Polyphenols comprise a chemical class with more than 8,000 members, many of which are found in high concentrations in wine, tea, nuts, berries, cocoa and various plants. Past research has suggested that such polyphenols may inhibit or prevent the buildup of toxic fibers composed primarily of two proteins — Aß40 and Aß42 — that deposit in the brain and form the plaques which have long been associated with Alzheimer's. Until now, however, no one understood the mechanics of how polyphenols worked.

Teplow's lab has been studying how amyloid beta (Aß) is involved in causing Alzheimer's. In this work, researchers monitored how Aß40 and Aß42 proteins folded up and stuck to each other to produce aggregates that killed nerve cells in mice. They then treated the proteins with a polyphenol compound extracted from grape seeds.
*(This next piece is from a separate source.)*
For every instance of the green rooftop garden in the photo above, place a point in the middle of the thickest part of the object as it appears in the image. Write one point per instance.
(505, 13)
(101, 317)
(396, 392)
They discovered that polyphenols carried a one-two punch: They blocked the formation of the toxic aggregates of Aß and also decreased toxicity when they were combined with Aß before it was added to brain cells.

"What we found is pretty straightforward," Teplow said. "If the Aß proteins can't assemble, toxic aggregates can't form, and thus there is no toxicity. Our work in the laboratory, and Mt. Sinai's Dr. Giulio Pasinetti's work in mice, suggest that administration of the compound to Alzheimer's patients might block the development of these toxic aggregates, prevent disease development and also ameliorate existing disease."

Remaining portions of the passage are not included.